The cab came to a stop under the canopy of Gregor’s hotel. Gregor paid the fare and got out, handing the driver a tip as he went. He went in through the lobby and stopped at the desk. There were no messages for him.
Gregor went to his room and put the book and his attaché case on the little table in the sitting room. He went into the bathroom and washed his face until it didn’t feel full of grit. Then he went back into the sitting room. Sometime while he was out, somebody had sent up a bottle of Johnnie Walker Blue. It was sitting on a tray next to an ice bucket and some glasses.
There was only one person who would send Gregor a bottle of Johnnie Walker Blue.

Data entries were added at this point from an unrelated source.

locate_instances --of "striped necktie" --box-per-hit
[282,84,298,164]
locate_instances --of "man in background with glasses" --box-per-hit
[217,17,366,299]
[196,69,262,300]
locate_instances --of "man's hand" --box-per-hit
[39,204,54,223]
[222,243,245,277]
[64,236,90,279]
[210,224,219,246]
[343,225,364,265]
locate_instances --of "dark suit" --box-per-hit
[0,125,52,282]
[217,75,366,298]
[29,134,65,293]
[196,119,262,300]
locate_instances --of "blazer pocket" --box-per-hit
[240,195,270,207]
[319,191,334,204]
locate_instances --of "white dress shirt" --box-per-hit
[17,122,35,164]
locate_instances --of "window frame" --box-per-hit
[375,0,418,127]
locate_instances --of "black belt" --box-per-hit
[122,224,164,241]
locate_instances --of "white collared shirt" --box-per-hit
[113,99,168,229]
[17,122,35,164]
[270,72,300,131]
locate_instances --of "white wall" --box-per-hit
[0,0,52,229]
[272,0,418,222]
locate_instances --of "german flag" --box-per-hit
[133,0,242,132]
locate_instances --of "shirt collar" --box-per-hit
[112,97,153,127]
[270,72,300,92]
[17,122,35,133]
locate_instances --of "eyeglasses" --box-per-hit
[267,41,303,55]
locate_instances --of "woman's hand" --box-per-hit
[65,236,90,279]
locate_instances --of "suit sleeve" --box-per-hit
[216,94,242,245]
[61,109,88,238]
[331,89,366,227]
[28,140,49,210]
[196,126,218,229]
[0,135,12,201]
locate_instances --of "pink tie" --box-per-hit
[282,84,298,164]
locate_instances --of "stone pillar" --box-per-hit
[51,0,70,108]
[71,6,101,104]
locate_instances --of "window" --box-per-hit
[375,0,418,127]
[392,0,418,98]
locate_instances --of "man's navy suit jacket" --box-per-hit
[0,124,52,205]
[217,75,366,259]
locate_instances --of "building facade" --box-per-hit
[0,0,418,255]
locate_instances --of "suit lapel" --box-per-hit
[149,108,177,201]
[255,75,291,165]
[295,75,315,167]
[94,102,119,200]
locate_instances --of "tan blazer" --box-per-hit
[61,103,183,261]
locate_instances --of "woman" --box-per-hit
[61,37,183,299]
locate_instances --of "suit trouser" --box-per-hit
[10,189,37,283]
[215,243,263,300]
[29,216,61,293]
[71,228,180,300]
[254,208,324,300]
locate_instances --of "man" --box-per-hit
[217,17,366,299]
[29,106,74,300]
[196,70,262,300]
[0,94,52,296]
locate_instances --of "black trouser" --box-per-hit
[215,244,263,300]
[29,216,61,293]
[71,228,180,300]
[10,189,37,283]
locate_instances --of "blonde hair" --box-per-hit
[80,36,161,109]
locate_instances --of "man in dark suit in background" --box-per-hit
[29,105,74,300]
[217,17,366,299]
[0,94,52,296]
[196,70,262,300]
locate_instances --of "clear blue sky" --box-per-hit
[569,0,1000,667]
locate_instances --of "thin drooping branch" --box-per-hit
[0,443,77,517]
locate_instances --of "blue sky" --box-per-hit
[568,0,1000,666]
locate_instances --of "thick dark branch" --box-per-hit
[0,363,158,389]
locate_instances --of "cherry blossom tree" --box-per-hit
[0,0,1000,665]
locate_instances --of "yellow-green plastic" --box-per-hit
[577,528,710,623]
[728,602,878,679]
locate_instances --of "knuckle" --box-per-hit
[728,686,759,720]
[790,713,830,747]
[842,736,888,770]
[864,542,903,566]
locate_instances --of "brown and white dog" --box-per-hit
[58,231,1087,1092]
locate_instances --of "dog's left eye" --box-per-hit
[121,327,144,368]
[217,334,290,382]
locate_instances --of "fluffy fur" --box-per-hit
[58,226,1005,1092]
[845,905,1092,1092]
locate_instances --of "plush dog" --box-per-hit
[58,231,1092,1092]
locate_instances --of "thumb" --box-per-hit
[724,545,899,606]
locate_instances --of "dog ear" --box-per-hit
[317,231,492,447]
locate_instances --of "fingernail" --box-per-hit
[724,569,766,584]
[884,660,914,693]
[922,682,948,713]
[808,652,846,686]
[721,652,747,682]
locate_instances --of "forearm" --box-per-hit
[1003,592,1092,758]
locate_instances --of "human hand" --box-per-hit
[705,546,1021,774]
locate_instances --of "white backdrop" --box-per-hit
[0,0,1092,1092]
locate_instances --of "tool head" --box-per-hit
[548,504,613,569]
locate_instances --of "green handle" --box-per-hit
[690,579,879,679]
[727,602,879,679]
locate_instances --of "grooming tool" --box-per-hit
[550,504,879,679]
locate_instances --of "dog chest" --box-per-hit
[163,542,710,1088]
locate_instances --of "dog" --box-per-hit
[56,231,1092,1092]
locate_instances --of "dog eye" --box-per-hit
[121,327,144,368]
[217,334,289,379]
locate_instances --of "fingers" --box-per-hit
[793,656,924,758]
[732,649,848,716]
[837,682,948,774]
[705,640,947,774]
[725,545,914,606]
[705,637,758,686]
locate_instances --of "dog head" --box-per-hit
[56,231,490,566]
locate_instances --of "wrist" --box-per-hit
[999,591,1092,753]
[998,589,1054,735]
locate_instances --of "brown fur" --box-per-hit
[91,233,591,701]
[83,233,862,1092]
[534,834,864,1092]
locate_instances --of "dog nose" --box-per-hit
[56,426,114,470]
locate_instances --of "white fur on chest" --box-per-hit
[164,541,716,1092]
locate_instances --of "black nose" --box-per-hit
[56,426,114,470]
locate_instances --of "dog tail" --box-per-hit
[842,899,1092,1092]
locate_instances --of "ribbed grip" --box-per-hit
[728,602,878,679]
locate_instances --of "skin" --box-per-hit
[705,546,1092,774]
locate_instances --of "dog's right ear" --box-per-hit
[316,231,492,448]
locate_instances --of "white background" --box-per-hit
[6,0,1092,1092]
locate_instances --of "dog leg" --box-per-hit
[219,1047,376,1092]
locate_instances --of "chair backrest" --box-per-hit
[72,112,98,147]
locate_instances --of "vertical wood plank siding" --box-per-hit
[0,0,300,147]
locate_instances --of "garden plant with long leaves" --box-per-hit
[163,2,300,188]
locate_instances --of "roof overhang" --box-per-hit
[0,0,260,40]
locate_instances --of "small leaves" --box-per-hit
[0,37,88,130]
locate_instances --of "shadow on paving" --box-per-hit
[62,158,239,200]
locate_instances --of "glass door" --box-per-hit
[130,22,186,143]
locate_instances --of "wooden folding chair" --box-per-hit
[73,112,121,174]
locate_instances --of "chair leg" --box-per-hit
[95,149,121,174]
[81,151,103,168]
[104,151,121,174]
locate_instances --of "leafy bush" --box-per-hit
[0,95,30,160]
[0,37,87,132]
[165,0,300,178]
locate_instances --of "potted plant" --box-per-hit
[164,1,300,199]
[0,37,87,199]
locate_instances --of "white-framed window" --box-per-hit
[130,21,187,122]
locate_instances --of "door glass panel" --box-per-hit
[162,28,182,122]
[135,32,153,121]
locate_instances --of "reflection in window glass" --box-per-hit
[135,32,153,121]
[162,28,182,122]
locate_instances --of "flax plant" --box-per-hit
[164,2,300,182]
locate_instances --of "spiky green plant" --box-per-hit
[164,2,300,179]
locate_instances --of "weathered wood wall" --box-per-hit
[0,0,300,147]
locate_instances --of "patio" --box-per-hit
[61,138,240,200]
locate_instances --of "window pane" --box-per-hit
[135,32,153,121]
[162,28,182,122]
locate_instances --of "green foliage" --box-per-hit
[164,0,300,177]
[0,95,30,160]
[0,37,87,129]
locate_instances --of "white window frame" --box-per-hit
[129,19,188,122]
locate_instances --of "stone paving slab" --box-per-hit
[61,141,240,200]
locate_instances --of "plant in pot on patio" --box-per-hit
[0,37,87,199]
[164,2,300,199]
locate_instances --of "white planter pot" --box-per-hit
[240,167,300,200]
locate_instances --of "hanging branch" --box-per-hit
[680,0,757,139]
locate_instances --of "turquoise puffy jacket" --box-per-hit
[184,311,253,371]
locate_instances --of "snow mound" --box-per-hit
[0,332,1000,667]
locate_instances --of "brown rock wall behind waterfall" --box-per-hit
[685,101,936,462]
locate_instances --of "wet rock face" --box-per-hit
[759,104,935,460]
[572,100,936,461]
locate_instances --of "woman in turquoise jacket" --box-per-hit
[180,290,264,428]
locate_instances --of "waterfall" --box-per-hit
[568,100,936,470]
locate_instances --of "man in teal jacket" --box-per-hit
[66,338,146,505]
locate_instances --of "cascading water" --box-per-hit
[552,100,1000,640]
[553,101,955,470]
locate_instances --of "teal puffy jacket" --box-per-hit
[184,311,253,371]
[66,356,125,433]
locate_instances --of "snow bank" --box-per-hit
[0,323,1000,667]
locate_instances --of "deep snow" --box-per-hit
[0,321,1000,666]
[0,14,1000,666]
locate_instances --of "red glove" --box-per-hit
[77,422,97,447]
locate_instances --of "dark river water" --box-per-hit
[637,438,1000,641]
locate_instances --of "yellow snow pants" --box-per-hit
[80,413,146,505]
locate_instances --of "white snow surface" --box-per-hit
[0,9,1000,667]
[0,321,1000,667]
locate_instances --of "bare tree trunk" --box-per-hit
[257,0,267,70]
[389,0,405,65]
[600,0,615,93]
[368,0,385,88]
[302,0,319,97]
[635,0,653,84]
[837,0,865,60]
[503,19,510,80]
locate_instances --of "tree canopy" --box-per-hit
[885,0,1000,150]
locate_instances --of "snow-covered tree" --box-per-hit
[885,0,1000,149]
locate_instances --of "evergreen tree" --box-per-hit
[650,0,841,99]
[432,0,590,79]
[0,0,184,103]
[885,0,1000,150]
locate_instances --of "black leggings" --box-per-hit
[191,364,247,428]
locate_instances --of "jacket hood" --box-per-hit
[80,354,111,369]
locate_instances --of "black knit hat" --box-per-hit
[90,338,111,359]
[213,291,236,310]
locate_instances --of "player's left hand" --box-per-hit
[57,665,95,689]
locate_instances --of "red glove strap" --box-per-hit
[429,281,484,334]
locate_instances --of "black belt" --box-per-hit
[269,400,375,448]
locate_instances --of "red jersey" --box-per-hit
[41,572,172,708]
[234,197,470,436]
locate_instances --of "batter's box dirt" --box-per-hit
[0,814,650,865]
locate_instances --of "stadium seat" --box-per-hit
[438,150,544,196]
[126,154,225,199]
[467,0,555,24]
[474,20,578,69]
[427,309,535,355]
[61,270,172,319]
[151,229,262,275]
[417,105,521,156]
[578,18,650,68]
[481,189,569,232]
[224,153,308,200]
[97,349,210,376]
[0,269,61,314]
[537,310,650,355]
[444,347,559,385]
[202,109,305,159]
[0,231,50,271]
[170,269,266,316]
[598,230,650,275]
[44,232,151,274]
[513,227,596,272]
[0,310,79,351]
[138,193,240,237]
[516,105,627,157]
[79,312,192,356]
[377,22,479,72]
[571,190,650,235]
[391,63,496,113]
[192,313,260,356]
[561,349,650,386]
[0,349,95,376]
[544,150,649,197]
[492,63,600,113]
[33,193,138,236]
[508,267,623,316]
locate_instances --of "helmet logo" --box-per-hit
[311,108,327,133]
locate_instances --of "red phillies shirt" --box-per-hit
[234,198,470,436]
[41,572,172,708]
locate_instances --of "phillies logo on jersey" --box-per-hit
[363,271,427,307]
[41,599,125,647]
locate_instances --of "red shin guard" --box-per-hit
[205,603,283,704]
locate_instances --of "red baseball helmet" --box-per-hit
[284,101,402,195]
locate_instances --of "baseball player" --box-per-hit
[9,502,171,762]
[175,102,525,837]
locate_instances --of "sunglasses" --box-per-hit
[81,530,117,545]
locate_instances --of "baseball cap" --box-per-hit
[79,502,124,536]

Gregor opened the bottle and poured himself a short glass neat. Then he got out his cell phone and called Bennis.
“I keep telling you I’m not enough of a scotch drinker to know the difference between Black and Blue,” he said when he got her on the line.
“I know the difference between Black and Blue,” Bennis said.
“Yes, and you take a drink every couple of years. Thank you for the bottle, anyway. I’ll carry it around in my suitcase like a private eye in a forties novel. Are you all right?”
“Of course I’m all right,” Bennis said. “I wasn’t going to leave the cat in the snow. It’s going to be back here tomorrow morning. Then it’s going to stay awhile until Donna and I can find somebody to live with it. Didn’t I already tell you that?”
“I think so.”
“Well, anyway, Donna’s got her sights set on Hannah Krekorian. Old lady. Lives alone.”
“She’s no older than I am,” Gregor said. “She and I went to school together.”
“Oh, I know that,” Bennis said. “I didn’t mean to imply anything. But she’s older than you are in spirit, if you know what I mean. And her landlord allows cats.”
“Howard Kashinian?”
“Let’s just say he’d better allow cats, or Donna will make his life miserable for an eternity. Anyway, that’s where that is now. Are you sure you’re all right.”
“I’m fine. The case is a mess, and I haven’t even gotten to the part I’m supposed to be investigating. Let me ask you something. You were a debutante, right?”
“Do we really have to do this again?”
“I’m not trying to dredge up your embarrassing past. I want to know something. Can you think of any reason why somebody would stalk a debutante? Or would have, in Chapin Waring’s day? Followed her around. Taken her picture.”
“On a personal level, or a professional one?”
“There’s a professional one?”
“Well, considerably before my day, debutantes were to the general public what celebrity twits are now. They were celebrity twits. People like Brenda Frazier. They came out in big spectacular parties that were reported in the press. Photographers followed them around the way the paparazzi follow Paris Hilton now.”
“Did Chapin Waring have that kind of coming out?”
“Not that I remember,” Bennis said. “The last real celebrity debutante I remember was Cornelia Guest, and that was 1982. And it never quite reached the level of a Brenda Frazier or a Gloria Vanderbilt. Time has moved on, Gregor. I don’t think anybody cares anymore.”
“What about the personal?” Gregor asked. “Would it make sense for some lone guy, or woman, I suppose—for somebody to follow around a local debutante and take pictures of her with a telephoto lens, for private reasons?”
“You mean ordinary stalking? That can happen to anybody at any time, last I checked.”
“Yes, but would Chapin Waring, as a debutante, have gotten the kind of publicity that would have drawn in somebody from the outside, maybe way from the outside—not even in the same state?”
“I don’t think she would have had national publicity, if that’s what you mean,” Bennis said. “I think I’d have noticed that. But there’s always Town and Country.”
“The magazine?”
“Exactly. Town and Country always covers all the deb stuff, and a fair amount of the subdeb stuff. If you’re talking about someone who was following the circuit, then he or she would have probably been able to read about her coming out in Town and Country. And then there would be the local newspapers. Although, to tell you the truth, Gregor, there’s not a lot of coverage even in those anymore. Time really has moved on.”